Just one day for a senior in a hospital that could have been prevented can pay for several days of, and multiple patient contacts by, visiting nurse services. In addition, an expensive ambulance ride and an emergency room experience likely precede many seniors’ hospital admissions. Both are often unnecessary.

Non-profit community health centers and county health departments, if properly staffed and managed, could potentially fill much of this eldercare gap in the United States. And the funds are likely already there, just used in the wrong places.

Aging in place. These services are all part of a larger viewpoint of the best northern European systems, which is to provide direct services to seniors in their homes as long as possible. Managed through local municipalities but funded nationally, Sweden, for instance, focuses on keeping over 94% of people over 65 years old in their homes.

Long-term care insurance policies in the U.S. have improved their options for in-home care over residential care in recent years, but private payment for these services remains out of reach for most seniors without governmental assistance. Ironically, if you don’t have any money, then you are more likely to get your healthcare needs serviced in an expensive hospital emergency room rather than at home, or even in a local clinic. Much of that scenario happens when the at-home needs of the senior were not met, and which could have been done at a much lower cost.

As noted in Part One, the point where seniors are forced out of their homes is often the icing on the big expensive cake of healthcare for an aging citizenry. This is where the reverse mortgage people come in to finance the nursing home stay, and you can pretty much write off any family estate passed on to the heirs at that point.

The “fightin’ word” of collective responsibility.

Few words get a rise out of conservative Americans more than proposing “collective” solutions. And yet, they are all around us, and effective. We all shoulder the cost of the fire department, and likely would consider it crazy to force only those who have a fire to pay a pro rata share of the entire department.

However, we increasingly ignore that lesson in healthcare in a push for profit-making user fees. As I detailed a couple of years ago, short ambulance rides are now getting billed at $2000 or more precisely because we have begun laying the entire cost of 24/7 ambulance service onto just those people who need it today. The rest of us get a “free ride” economically until we need one physically. We need to return to a system where we are all responsible as a community for 24/7 emergency health services.
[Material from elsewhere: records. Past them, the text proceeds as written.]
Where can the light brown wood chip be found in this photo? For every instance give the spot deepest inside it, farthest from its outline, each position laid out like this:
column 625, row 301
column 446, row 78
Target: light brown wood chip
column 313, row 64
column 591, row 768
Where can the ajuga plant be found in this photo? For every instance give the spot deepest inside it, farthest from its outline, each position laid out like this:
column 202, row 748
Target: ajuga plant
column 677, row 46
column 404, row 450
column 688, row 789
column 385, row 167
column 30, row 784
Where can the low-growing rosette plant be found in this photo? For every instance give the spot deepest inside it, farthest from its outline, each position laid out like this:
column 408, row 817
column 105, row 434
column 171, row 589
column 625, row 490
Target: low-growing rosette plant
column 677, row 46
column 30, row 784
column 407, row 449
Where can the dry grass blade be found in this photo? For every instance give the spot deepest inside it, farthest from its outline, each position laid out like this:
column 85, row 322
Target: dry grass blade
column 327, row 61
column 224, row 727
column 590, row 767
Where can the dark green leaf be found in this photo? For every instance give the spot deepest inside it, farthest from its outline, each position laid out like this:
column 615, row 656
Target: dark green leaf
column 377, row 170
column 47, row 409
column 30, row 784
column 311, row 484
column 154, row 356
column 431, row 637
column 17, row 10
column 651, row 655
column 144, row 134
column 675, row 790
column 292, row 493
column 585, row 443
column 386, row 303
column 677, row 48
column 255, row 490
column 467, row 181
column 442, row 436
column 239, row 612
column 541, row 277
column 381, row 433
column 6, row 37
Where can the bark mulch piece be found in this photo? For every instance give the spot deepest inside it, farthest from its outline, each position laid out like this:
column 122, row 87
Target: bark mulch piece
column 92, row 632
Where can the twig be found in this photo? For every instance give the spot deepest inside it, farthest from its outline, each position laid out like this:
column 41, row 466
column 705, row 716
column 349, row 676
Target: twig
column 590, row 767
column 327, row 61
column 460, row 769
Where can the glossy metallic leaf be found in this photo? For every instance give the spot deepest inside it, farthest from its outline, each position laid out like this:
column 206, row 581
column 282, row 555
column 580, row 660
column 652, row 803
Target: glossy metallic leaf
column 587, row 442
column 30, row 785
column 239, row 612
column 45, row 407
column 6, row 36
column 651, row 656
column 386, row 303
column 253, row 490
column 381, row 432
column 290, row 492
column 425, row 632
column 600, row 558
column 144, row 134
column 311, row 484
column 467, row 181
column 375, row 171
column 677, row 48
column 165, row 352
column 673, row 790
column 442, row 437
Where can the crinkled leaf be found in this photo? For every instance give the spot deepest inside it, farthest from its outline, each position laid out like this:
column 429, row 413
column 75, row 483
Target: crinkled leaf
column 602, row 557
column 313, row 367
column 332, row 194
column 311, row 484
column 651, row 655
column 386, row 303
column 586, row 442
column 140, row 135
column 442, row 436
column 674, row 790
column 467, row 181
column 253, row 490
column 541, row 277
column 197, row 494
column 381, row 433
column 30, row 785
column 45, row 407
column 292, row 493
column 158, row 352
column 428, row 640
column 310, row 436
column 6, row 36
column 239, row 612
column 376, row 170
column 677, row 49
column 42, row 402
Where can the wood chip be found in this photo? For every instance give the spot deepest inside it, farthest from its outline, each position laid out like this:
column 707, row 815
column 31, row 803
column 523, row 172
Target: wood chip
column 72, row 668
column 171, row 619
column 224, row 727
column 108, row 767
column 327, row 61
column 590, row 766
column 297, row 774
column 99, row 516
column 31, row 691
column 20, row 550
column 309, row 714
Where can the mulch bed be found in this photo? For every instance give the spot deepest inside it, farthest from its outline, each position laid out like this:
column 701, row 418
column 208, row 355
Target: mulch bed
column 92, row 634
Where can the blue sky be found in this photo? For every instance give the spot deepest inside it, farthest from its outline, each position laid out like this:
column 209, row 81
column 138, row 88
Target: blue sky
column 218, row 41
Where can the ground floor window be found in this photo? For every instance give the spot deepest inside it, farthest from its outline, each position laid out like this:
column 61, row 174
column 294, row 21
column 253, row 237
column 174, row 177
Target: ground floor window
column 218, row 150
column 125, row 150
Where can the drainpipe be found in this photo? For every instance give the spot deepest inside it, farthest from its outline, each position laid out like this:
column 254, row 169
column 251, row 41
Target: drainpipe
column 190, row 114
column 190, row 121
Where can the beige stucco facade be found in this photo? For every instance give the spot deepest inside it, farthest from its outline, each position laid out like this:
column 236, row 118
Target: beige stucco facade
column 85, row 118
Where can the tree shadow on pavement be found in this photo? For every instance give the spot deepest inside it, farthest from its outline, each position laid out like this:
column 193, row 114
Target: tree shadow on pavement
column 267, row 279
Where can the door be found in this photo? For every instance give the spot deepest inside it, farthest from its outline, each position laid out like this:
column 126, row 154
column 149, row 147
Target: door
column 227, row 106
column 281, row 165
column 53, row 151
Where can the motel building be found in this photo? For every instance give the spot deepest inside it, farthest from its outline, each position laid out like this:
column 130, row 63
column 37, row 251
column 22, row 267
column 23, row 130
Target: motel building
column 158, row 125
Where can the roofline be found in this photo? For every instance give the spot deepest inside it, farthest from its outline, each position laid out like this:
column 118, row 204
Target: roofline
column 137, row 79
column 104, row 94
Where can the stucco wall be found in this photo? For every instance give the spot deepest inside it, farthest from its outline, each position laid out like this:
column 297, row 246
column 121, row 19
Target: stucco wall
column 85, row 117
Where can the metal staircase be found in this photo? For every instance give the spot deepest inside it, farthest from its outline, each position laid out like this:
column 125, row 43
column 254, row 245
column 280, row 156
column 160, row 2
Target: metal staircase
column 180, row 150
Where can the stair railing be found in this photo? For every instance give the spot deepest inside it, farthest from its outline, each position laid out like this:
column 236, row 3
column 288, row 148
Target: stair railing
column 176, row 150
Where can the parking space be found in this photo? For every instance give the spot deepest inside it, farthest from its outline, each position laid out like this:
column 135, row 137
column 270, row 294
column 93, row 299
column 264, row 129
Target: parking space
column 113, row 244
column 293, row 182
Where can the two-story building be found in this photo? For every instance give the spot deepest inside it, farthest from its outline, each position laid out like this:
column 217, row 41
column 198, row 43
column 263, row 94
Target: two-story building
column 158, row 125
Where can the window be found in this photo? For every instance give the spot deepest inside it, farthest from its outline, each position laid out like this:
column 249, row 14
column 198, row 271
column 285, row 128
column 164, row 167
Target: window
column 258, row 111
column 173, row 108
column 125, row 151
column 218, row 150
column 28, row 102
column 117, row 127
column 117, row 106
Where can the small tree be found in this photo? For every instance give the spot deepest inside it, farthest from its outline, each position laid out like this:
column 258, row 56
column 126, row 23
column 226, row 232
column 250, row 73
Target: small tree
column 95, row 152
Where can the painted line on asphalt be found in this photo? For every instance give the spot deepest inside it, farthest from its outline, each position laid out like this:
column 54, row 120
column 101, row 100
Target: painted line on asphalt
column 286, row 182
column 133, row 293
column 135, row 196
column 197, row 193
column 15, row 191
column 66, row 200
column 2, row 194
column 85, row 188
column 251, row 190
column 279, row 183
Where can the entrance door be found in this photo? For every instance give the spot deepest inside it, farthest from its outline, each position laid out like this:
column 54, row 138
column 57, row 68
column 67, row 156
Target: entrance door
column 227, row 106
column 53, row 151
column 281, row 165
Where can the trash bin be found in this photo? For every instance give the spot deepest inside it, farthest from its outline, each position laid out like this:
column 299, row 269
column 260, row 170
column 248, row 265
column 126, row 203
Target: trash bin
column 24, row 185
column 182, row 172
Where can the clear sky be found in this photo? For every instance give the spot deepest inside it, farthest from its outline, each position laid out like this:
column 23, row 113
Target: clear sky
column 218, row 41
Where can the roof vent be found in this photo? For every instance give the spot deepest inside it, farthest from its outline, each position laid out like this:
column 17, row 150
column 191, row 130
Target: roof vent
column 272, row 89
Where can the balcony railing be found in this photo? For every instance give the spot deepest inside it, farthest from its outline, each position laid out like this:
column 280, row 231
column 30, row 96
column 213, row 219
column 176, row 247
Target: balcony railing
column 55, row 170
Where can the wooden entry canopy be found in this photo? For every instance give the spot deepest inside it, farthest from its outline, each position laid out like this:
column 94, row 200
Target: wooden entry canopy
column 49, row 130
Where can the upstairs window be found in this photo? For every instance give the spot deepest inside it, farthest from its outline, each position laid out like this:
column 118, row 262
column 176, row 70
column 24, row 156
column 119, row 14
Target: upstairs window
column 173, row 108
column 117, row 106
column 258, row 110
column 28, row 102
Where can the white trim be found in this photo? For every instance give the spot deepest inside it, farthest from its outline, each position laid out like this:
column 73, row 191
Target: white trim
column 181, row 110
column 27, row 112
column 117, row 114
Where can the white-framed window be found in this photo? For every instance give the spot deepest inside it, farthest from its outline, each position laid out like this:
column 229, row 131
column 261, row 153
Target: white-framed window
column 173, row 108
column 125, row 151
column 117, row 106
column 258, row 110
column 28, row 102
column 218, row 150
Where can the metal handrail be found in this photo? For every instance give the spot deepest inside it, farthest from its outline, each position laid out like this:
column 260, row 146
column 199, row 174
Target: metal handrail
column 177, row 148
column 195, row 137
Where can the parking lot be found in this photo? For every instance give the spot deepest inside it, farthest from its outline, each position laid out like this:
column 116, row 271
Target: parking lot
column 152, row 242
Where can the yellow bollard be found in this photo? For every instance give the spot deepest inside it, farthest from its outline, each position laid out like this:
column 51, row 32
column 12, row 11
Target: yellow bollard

And so it is also with many eldercare services. Instead of collectively supporting a more comprehensive visiting nurse or nurse-practitioner model of aging-in-place eldercare, we wind up spending more money per capita than other countries do, and for poorer care. And in the process, the savings of the elderly are sucked out into the capital holders’ pockets because we have privatized what should be community services.

As noted in Part One, there are real societal costs when private equity drains the “cash cow” nursing homes. A recent New York Times story cataloged repeated incidents of nursing home owners ousting unwanted, low-reimbursement Medicaid residents under the guise of hospital-based mental health consults. However, while the patients are gone, they then moved in higher-reimbursement short-term Medicare patients. The “community” then no longer has a place for high-need seniors, because it is literally not seen as a community problem, rather high-need seniors are seen as a “profit drain.”

I have visited some fine eldercare facilities. One of my favorites recreates a “street” of “old hometown” fake facades in hallways to give memory-care seniors a comfortable, spotlessly clean, and lower-stress “new home.” But most Americans can’t afford that place unless they hand everything over to the reverse mortgage industry.

And if that money runs out…well, I’ hae spent more time than I care to think about in those places as well. Even if your religious tradition does not have a doctrine of purgatory, we humans have nonetheless created a new, artificial “halfway place” between life and death that can last for a decade or longer. And that is not one of our better innovations.